Since the case of Regents of the University of California v.Bakke in 1978, several Supreme Court cases have revisited questions of affirmative action in higher education. The majority of these cases have limited universities’ abilities to incorporate race into admissions.

In 2003, the Supreme Court heard the case of Gratz v. Bollinger, regarding the undergraduate admissions policies of the College of Literature, Science, and Arts at the University of Michigan. The University of Michigan used a 150-point scale to rank applicants, with 100 points needed to guarantee admission. The University gave underrepresented ethnic groups, including African-Americans, Hispanics, and Native Americans an automatic 20-point bonus on the scale. As a point of comparison, a perfect SAT score was worth 12 points. After being denied admission, Jennifer Gratz filed suit on the basis that the University of Michigan’s point system discriminated against her on the basis of race, as she belonged to none of the specified minority groups. The Supreme Court held that the university could still consider race in college admissions, but that the University of Michigan’s ranking and point system was unconstitutional because it gave an automatic point increase to all racial minorities rather than considering what a specific individual could contribute to campus life.

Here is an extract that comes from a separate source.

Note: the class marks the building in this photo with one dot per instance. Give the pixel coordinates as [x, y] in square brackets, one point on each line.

The Supreme Court is expected to rule again on affirmative action in the upcoming term in the case of Fisher v. University of Texas. The case is brought by Abigail Fisher after she was denied admission to the University of Texas at Austin. UT Austin guarantees admission to the top 10% of students in every high school class, regardless of race. Fisher was not in the top 10% and was therefore evaluated based on her merits. She contends that race plays too great of a role in the decision making for students outside of the 10% rule.